Giusy hai ragione... e' inutile continuare... Come va bella?


----------



## Old Giusy (15 Febbraio 2008)

chensamurai ha detto:


> ... hai parlato con le ovaie?... che t'hanno detto?... hi, hi, hi... sono "_sode_"?... oh, oh, oh...


Chen dai su, sei monotono quando scrivi queste cose.... che ti frega delle ovaie di Marì???? Perdi davvero di ogni interesse....


----------



## Mari' (15 Febbraio 2008)

giusy79 ha detto:


> Io dico che se c'è qualcuno che ci infastidisce dovremmo saltare a piè pari il post.
> E continuare a scrivere quello che vogliamo. Basta.

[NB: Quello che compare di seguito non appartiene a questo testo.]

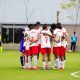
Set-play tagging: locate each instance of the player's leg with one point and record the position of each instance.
(39, 50)
(30, 55)
(56, 54)
(49, 57)
(22, 58)
(43, 52)
(62, 54)
(35, 53)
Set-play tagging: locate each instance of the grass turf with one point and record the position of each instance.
(10, 68)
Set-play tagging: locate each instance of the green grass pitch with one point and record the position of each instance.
(10, 68)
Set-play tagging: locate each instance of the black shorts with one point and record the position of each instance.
(0, 43)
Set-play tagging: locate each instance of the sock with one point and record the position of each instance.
(49, 62)
(35, 61)
(26, 64)
(57, 63)
(62, 64)
(24, 60)
(29, 62)
(21, 60)
(1, 49)
(43, 63)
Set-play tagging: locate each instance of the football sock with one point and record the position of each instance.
(54, 62)
(57, 63)
(49, 62)
(29, 61)
(62, 64)
(43, 63)
(35, 61)
(21, 60)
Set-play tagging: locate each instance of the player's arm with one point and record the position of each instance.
(33, 41)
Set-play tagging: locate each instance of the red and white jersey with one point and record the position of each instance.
(45, 39)
(64, 42)
(58, 35)
(33, 34)
(39, 31)
(27, 42)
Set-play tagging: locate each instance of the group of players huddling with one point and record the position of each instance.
(37, 39)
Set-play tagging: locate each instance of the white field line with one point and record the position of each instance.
(74, 74)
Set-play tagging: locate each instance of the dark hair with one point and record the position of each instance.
(44, 26)
(30, 26)
(38, 23)
(59, 25)
(53, 26)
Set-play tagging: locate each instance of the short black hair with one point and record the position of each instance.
(30, 26)
(59, 25)
(53, 26)
(44, 26)
(38, 23)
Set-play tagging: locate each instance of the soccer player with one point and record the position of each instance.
(33, 35)
(39, 28)
(26, 45)
(63, 48)
(1, 42)
(45, 46)
(57, 46)
(22, 50)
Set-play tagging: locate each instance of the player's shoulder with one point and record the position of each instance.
(63, 29)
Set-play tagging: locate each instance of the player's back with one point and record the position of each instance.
(45, 39)
(33, 34)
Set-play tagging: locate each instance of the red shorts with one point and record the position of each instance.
(45, 50)
(62, 51)
(39, 48)
(27, 52)
(56, 50)
(34, 50)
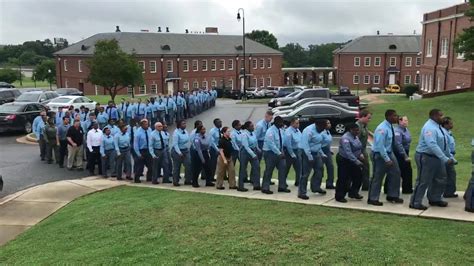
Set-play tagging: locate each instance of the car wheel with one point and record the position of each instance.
(340, 128)
(27, 127)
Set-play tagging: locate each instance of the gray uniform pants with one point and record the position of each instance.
(177, 162)
(109, 163)
(271, 161)
(317, 166)
(381, 171)
(431, 176)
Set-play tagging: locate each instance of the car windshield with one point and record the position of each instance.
(10, 108)
(28, 97)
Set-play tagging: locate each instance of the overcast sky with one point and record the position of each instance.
(302, 21)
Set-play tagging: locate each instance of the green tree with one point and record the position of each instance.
(9, 75)
(264, 37)
(464, 43)
(112, 68)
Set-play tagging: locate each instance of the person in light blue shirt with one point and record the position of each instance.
(180, 154)
(312, 154)
(159, 145)
(108, 153)
(141, 147)
(249, 154)
(431, 161)
(384, 162)
(236, 141)
(274, 157)
(292, 154)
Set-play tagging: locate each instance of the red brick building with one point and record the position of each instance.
(173, 62)
(442, 68)
(377, 61)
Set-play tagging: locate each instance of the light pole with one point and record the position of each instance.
(243, 46)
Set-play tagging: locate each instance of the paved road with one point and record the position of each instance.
(21, 167)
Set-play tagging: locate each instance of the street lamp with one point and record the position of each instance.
(243, 46)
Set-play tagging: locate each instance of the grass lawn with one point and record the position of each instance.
(130, 225)
(458, 106)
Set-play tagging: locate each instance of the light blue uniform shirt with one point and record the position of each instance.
(249, 142)
(292, 140)
(180, 140)
(311, 141)
(433, 141)
(272, 140)
(383, 140)
(107, 144)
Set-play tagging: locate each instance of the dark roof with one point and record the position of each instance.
(147, 43)
(382, 44)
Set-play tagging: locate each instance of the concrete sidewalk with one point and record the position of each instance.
(20, 211)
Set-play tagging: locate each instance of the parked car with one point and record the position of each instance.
(37, 96)
(66, 101)
(8, 95)
(339, 117)
(69, 91)
(374, 90)
(6, 85)
(19, 116)
(392, 88)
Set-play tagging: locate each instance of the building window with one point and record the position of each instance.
(393, 61)
(142, 89)
(377, 61)
(355, 79)
(152, 66)
(407, 79)
(213, 65)
(142, 65)
(356, 61)
(418, 61)
(376, 79)
(444, 48)
(185, 65)
(366, 79)
(222, 64)
(429, 48)
(153, 89)
(367, 61)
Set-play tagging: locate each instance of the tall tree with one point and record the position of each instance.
(264, 37)
(112, 68)
(464, 43)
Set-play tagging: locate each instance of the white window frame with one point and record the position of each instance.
(357, 61)
(429, 48)
(354, 77)
(379, 59)
(367, 61)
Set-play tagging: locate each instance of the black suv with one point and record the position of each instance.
(8, 95)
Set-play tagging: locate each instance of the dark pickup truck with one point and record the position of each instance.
(350, 99)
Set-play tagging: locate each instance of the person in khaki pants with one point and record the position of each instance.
(224, 162)
(75, 138)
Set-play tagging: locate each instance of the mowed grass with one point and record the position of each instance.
(130, 225)
(458, 106)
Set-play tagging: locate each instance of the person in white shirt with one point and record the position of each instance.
(94, 139)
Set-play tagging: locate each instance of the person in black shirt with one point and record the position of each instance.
(224, 162)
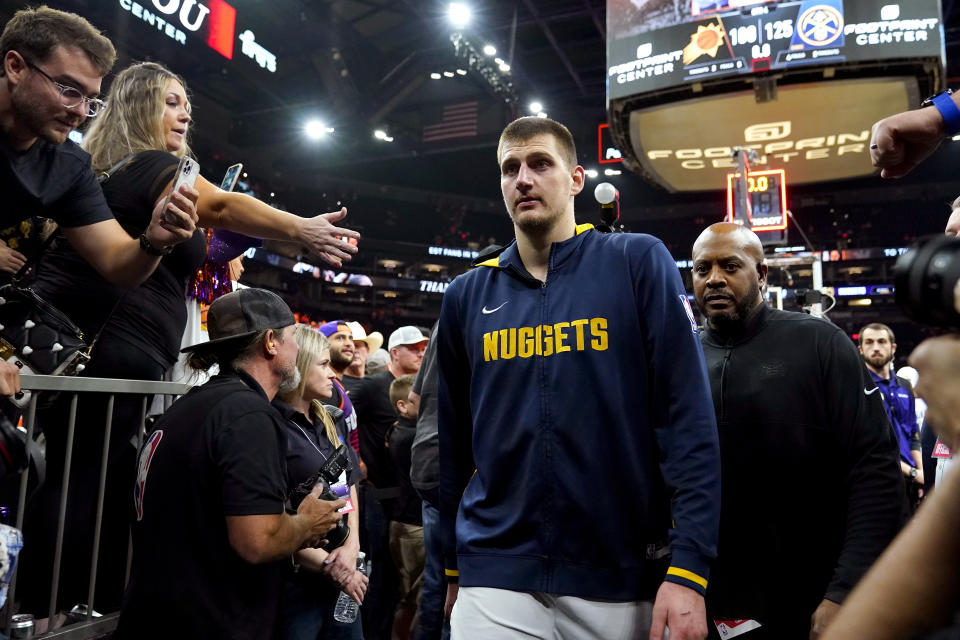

Senza rispondere a tono.


Giusy ma che tono e cazzo ... lo leggi cosa scrive diretto a me ... ed io lo sto ignorando ...


----------



## Old Giusy (15 Febbraio 2008)

Lettrice ha detto:


> Giusy hai ragione... e' inutile continuare... Come va bella?


Bene Lettry, tutto bene.
Oggi sono calma e tranquilla!  

	
	
		
		
	


	




Tu e la mitica Sbarellina?


----------



## oscuro (15 Febbraio 2008)

*anna*

Invece gli statalini vanno bene e annetta.....dai non fare la moralista bacchettona solo perche sei amica di enzino...su...ho un amico camionista...per cui non esser stupidina!!!!


----------



## Old chensamurai (15 Febbraio 2008)

Lettrice ha detto:


> Sei bellissimo quando non sai dove attaccare e _rosichi_ qua e la... pero' devo dire sei tenace... una dote non trascurabile...
> 
> I wish you a very happy week-end


... che colpa ne ho io?... scrivo dell'intestino e tu mi parli dello stomaco... hi, hi, hi... più sconclusionata di così!... hi, hi, hi...


----------



## Mari' (15 Febbraio 2008)

Miciolidia ha detto:


> ma chi ha pensato a me!!!
> 
> * con chi *chiedevo?



e me lo chiedi?  

	
	
		
		
	


	




   con il miserabile e affini.


----------



## Old Giusy (15 Febbraio 2008)

Mari' ha detto:


> Giusy ma che tono e cazzo ... lo leggi cosa scrive diretto a me ... ed io lo sto *ignorando* ...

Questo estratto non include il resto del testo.